We realize that facilities are trying to move to IP from two different perspectives. One is a facility or system that is largely SDI-based and needs to start incorporating IP and virtualized services without changing the complete workflow or retraining operators. Adopting a seamless migration, if you will. This type of system requires conversion gateways to interface to/from SDI--IP systems and a Software Defined Network (SDN) to isolate the control and management of the system from the underlying signal transport or hardware layer.

The second type of system is a greenfield installation where systems can be designed from scratch in new and innovative ways. Many of the services for these types of systems can be virtualized and run on COTS-based infrastructure or even in a public cloud (or a combination of the two). Regardless of the type of approach, there will be the need to support legacy SDI devices. This means gateways to interface to and from an SDN to provide consistent operator interfaces.

Q: What IP technologies and specific models are selling best today and why?

Products based on SMPTE 2022-6 are on the air today because a large number of solutions are available from multiple vendors.

Q: What are customers asking about and budgeting for next year?

It depends on the customer. Are they adding on or building new? Is it for live origination or programmed playout? This year just about every solution will be virtualized with IP interfaces across the Imagine portfolio. TR 03 and SMPTE 2110 are hot topics.

Q: What are the financial advantages of moving to High-Gig IP?

There’s not a cost savings upfront. It’s about flexibility, addressing new revenue opportunities, and supporting the diversity and flexibility that a move to IP brings. It’s easier to build out a small data center all running on a COTS-based hardware infrastructure than it is to use multiple application-specific appliances. A virtualized platform is is also easier to maintain.

Also, IP is more robust system than SDI. The best SDI systems may be 1/3 to 1/2 redundant. Nearly all broadcast IP systems are fully redundant. They support 2022-7 Seamless Protection Switching with hitless merge resulting in end-to-end redundancy.

Q: What new IP product or technology might we expect to see debut at NAB '17?

I expect we will start to see solutions with support for uncompressed UHD. UHD has already been one of the biggest instigators in the move to IP. Look for COTS routers supporting 25, 40, 50 and 100 Gb/s or faster rates. Such routers will economically support TV’s increasing IP bandwidth and growing sizes of production content files.

Q: Where do you think internet is headed?

It is headed the right direction, with most software services now virtualized and designed to run in the private or public cloud either as an appliance or software license. Customers don’t have to change their workflow. The robustness and redundancies you can get now, and some of the guarantees you can get from companies like Microsoft Azure, Amazon and others are making that more practical.
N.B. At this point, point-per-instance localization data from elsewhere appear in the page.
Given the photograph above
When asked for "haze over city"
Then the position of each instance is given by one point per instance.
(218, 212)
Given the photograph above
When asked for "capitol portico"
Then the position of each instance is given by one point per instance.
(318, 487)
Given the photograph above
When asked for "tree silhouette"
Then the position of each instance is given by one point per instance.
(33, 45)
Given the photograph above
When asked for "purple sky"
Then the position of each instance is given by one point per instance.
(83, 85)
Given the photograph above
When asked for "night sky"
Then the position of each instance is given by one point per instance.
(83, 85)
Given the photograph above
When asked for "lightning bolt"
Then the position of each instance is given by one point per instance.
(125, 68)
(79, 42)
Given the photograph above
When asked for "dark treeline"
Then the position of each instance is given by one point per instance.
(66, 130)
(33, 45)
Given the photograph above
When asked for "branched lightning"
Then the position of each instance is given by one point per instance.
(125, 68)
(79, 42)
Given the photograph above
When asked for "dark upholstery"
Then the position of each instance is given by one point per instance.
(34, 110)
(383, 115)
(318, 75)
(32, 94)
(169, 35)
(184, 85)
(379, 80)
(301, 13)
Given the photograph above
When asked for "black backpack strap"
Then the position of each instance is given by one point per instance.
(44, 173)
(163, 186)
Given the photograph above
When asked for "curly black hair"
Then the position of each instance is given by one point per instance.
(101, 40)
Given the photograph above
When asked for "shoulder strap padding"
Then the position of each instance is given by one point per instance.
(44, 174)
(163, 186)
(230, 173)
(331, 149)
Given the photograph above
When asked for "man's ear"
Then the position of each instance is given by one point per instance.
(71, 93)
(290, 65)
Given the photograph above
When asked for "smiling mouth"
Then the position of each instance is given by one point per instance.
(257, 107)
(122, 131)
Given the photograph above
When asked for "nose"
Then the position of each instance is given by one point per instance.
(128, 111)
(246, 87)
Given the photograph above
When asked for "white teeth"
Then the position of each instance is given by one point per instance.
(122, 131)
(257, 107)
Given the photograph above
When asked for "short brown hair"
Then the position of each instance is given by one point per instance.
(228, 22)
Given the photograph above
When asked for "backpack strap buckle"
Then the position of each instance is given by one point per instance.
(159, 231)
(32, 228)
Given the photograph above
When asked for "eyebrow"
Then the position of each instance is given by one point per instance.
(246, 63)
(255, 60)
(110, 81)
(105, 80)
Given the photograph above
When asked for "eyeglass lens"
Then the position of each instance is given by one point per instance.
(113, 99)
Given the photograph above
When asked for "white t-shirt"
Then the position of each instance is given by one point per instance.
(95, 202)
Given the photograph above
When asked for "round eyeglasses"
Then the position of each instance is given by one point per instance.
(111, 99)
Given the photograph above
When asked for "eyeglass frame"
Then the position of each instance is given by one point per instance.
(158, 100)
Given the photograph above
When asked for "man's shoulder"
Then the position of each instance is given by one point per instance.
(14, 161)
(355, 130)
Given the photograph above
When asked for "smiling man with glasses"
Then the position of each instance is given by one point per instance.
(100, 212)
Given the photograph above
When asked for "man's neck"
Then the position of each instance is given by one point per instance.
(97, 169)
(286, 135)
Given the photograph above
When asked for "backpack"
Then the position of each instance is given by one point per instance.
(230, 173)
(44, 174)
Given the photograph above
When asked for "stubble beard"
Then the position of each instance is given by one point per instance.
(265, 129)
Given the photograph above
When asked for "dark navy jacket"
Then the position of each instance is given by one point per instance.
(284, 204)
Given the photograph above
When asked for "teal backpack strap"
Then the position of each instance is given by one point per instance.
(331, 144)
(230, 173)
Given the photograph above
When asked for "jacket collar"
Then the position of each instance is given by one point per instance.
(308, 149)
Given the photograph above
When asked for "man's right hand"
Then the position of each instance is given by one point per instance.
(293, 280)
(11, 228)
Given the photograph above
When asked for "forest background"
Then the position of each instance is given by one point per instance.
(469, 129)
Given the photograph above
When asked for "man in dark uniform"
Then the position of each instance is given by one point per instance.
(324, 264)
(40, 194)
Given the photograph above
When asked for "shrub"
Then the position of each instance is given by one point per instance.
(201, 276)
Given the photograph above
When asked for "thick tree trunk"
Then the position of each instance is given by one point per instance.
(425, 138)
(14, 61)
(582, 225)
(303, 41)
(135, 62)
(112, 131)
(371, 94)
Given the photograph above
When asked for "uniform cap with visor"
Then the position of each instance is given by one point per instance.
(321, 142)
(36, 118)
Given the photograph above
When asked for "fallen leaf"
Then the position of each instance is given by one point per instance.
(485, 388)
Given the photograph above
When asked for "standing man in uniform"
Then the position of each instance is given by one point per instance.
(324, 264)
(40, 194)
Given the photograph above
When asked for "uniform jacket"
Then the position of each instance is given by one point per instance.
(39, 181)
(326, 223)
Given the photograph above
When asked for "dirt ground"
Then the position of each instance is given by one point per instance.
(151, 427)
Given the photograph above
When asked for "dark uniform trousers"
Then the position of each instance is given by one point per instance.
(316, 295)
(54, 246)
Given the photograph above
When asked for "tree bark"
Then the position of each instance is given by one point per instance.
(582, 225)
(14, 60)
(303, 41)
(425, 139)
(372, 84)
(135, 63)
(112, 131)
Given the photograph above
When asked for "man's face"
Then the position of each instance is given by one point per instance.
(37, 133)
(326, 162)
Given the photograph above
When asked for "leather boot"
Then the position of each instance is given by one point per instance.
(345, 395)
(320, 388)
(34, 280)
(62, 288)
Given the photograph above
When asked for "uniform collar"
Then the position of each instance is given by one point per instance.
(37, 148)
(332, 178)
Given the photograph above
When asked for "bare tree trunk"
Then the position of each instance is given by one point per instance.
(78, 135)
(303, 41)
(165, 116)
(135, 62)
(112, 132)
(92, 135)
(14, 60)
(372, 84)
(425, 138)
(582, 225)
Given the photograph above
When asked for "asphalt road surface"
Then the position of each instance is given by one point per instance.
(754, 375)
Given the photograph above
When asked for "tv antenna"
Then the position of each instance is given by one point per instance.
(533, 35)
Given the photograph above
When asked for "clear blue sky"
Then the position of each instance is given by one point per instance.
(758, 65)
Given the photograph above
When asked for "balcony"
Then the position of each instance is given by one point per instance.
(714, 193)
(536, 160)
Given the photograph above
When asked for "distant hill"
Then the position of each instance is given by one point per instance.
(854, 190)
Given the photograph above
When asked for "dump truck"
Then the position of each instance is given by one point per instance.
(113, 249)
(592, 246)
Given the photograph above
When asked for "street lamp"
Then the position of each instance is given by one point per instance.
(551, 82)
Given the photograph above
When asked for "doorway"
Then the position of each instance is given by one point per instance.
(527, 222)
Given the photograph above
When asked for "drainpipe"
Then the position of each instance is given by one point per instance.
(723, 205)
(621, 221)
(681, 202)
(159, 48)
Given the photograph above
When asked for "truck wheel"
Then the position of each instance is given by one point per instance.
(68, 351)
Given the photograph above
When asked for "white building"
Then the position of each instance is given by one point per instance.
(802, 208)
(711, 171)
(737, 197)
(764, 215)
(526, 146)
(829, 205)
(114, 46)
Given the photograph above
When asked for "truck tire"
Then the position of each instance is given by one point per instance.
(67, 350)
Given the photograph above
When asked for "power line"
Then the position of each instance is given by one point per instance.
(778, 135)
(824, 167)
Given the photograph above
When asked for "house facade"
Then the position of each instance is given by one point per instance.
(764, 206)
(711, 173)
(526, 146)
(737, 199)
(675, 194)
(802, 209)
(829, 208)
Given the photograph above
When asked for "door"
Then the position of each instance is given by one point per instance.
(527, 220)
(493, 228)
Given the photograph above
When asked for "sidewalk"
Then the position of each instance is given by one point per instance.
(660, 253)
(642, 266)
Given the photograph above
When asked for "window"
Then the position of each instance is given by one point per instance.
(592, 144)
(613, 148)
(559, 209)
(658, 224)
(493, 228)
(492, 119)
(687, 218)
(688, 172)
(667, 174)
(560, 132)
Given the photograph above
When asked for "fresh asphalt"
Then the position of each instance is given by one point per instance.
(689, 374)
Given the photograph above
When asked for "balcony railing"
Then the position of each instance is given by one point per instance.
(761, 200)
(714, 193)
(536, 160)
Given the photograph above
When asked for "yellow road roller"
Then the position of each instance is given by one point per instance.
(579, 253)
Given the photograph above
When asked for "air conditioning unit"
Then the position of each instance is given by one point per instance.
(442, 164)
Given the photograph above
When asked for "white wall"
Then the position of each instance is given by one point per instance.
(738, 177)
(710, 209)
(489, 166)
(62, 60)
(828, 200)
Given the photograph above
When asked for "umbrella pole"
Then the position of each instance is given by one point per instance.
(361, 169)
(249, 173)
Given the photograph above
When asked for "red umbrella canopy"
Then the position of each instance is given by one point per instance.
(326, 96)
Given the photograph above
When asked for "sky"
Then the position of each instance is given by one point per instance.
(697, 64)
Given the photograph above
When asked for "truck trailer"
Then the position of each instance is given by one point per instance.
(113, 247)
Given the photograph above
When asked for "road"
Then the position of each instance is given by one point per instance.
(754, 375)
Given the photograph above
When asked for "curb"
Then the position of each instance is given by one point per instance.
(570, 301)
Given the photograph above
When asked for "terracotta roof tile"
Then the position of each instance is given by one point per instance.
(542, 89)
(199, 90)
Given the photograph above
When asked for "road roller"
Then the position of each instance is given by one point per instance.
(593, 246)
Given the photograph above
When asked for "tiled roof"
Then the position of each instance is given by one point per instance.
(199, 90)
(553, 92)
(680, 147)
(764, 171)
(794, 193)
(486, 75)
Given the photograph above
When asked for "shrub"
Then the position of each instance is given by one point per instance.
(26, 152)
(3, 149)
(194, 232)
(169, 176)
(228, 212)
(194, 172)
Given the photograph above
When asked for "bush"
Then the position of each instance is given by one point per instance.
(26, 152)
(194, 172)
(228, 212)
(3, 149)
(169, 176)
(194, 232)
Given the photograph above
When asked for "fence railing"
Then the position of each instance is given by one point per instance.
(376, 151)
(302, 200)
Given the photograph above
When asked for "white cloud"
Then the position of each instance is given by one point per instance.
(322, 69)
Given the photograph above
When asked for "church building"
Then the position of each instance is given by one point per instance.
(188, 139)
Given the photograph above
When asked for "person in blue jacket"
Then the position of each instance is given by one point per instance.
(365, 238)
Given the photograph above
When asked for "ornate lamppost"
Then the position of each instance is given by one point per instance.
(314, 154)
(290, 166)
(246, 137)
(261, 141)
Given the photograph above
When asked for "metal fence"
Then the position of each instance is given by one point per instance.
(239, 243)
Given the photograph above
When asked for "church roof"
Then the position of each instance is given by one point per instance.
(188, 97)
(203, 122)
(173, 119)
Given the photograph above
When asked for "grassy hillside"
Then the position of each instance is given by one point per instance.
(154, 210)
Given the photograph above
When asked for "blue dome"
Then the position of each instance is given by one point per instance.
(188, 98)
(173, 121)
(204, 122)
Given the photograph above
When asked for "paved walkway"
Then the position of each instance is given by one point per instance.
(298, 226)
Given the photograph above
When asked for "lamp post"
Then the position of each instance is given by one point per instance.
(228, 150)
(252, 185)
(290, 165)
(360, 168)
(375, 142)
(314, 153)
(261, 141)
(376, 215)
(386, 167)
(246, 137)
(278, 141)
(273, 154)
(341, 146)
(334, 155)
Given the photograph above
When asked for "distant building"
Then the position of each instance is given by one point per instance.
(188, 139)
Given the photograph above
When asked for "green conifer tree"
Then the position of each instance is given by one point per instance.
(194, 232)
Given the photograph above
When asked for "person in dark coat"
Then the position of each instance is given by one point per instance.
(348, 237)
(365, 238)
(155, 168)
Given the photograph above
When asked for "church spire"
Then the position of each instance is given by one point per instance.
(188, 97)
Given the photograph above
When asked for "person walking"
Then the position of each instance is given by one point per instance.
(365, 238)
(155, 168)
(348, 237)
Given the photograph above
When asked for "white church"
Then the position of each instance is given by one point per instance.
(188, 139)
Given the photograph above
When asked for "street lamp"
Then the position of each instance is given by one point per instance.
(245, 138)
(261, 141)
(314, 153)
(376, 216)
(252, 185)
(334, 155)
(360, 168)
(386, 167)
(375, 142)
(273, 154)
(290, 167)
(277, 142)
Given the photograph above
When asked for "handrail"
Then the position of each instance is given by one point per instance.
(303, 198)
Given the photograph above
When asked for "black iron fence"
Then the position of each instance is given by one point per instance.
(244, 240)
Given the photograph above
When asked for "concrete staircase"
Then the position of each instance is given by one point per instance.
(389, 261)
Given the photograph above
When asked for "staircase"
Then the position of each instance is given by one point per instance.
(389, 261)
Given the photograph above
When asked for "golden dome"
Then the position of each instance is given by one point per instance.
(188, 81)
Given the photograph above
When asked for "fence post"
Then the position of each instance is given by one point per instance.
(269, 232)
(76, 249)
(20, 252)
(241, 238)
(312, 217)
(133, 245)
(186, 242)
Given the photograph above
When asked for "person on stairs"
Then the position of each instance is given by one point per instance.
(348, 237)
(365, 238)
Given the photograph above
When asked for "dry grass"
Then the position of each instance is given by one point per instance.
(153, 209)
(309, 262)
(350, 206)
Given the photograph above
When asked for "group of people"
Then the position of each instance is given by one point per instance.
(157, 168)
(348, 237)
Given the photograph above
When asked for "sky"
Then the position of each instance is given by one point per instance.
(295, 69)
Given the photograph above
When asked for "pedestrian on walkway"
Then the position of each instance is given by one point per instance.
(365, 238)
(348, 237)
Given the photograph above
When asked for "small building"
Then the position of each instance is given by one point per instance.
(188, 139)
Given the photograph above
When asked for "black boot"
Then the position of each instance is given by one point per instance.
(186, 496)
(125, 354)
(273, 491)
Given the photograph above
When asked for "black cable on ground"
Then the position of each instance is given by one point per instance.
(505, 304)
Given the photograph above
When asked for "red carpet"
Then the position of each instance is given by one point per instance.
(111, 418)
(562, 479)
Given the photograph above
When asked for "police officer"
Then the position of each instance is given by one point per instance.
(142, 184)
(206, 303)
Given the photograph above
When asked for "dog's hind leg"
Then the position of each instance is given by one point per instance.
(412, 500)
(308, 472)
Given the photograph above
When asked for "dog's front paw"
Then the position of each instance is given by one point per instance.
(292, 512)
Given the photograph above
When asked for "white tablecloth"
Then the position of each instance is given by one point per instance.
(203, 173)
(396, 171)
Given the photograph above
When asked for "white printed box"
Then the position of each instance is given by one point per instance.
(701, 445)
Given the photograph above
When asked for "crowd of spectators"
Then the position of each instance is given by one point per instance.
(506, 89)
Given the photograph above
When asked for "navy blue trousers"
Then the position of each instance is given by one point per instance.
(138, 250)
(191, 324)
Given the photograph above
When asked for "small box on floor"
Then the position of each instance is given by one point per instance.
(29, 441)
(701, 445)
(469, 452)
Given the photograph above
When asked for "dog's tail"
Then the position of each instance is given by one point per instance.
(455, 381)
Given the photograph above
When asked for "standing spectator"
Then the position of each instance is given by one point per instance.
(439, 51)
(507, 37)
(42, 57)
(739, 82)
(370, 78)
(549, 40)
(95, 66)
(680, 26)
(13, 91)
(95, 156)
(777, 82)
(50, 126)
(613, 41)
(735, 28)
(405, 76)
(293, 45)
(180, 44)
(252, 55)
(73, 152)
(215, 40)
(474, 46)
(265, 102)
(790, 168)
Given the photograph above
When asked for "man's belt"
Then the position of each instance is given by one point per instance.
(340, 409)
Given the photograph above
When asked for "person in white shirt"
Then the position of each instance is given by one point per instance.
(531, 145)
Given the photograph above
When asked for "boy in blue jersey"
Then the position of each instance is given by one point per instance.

Q: What could happen to a IP infrastructure during a DoS attack?

I think it is going to happen exactly the same as it does today. Business and enterprise software applications are still exposed, that’s not going to change. Content and distribution networks must be be properly designed. Solutions may require isolated systems or networks protected with VPNs and ACL lists. It’s a cost and design exercise. A well-designed network can buffer attack hacks.

Nothing has changed recently and designs to isolate capabilities are well documented. If you think broadcast is critical, consider that financial markets have been dealing with potential hackers for years. This is not a matter of designing new methods, it’s a matter of taking advantage of the tools that have already been created. The EBU recently published a security recommendation and checklist. A pdf of the document , EBU R143, can be downloaded at the link.

Q: What will be the impact of ATSC 3.0 on the IP video future?

It's simple, the combination represents a great marriage.